In de regeling worden voor verschillende situaties klachtenbehandelaars aangewezen. De klachtenbehandelaars worden in artikel 8 door de bestuursorganen, raad, college en burgemeester, gemandateerd om klachten af te handelen. Het afhandelingsmandaat geldt niet wanneer de klacht is gericht tegen de gemeenteraad en het college zelf. In deze gevallen adviseert de klachtenbehandelaar aan het bestuursorgaan, dat vervolgens zelf beslist. Ingeval de klachtenbehandelaars wel zijn gemandateerd om te beslissen sturen zij de beslissing op de klacht naar de klager. De ondertekening van de brief waarbij de beslissing op de klacht wordt bekendgemaakt, luidt dan, ingeval de klacht is gericht tegen een medewerker: Burgemeester en wethouders van Epe, namens dezen, de manager van de afdeling XX.

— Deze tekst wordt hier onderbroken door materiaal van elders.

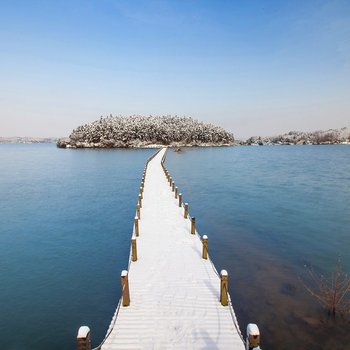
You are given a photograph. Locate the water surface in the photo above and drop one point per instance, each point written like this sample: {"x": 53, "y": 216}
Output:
{"x": 66, "y": 219}
{"x": 271, "y": 213}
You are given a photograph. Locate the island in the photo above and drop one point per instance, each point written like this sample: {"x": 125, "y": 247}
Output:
{"x": 146, "y": 131}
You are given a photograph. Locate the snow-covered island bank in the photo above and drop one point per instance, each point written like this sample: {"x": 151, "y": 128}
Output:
{"x": 326, "y": 137}
{"x": 146, "y": 131}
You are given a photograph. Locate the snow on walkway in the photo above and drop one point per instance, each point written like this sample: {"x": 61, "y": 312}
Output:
{"x": 174, "y": 293}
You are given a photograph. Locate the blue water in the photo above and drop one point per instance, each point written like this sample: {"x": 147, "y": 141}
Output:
{"x": 272, "y": 214}
{"x": 66, "y": 219}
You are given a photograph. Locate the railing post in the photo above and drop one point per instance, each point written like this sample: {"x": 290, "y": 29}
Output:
{"x": 138, "y": 211}
{"x": 253, "y": 337}
{"x": 133, "y": 249}
{"x": 224, "y": 288}
{"x": 83, "y": 338}
{"x": 193, "y": 226}
{"x": 140, "y": 201}
{"x": 205, "y": 247}
{"x": 125, "y": 288}
{"x": 137, "y": 226}
{"x": 186, "y": 211}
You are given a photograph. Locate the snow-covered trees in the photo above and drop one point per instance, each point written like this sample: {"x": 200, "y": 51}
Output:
{"x": 141, "y": 131}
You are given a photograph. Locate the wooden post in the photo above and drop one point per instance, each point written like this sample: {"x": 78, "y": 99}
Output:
{"x": 140, "y": 201}
{"x": 253, "y": 336}
{"x": 138, "y": 211}
{"x": 125, "y": 288}
{"x": 224, "y": 288}
{"x": 133, "y": 249}
{"x": 186, "y": 211}
{"x": 193, "y": 226}
{"x": 83, "y": 338}
{"x": 205, "y": 247}
{"x": 136, "y": 226}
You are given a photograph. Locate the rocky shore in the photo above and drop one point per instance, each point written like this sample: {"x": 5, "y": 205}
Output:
{"x": 146, "y": 131}
{"x": 328, "y": 137}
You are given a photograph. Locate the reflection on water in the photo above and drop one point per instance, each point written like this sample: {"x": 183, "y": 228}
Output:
{"x": 268, "y": 212}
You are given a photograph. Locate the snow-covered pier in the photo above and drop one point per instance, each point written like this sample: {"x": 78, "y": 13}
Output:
{"x": 172, "y": 295}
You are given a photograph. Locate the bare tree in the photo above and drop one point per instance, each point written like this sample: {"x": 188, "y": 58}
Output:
{"x": 332, "y": 293}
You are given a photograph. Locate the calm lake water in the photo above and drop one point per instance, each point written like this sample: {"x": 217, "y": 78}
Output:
{"x": 66, "y": 220}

De brief moet voldoen aan de vereisten van artikel 9:12 van de wet. In de brief staat daartoe onder andere het gemotiveerde oordeel en de conclusie over de klacht, in ieder geval gesteld in de bewoordingen “(gedeeltelijk) gegrond en/ of ongegrond”. Tevens is het verslag als bedoeld in artikel 7, lid 3 bij de brief gevoegd. Ten slotte staat in de brief een verwijzing naar de Nationale Ombudsman, voor het geval de klager het niet eens is met de conclusie van het bestuursorgaan.
Als de klager tijdens de behandeling van de klacht aangeeft tevreden te zijn, eindigt de formele procedure en wordt het beëindigen van de procedure schriftelijk vastgelegd en gecommuniceerd naar de betrokken partijen. Als de procedure op deze wijze eindigt, staat niet de weg naar de Nationale Ombudsman open.
Jaarlijks wordt een jaarverslag uitgebracht over de uitvoering van de klachtenregeling. Het jaarverslag werd altijd uitgebracht door de gemeentelijke klachtenbehandelaar. Deze verplichting komt nu te rusten op de klachtencoördinator.
Klachten die voor het inwerking treden van deze regeling zijn ingediend, worden op basis van de oude regeling behandeld.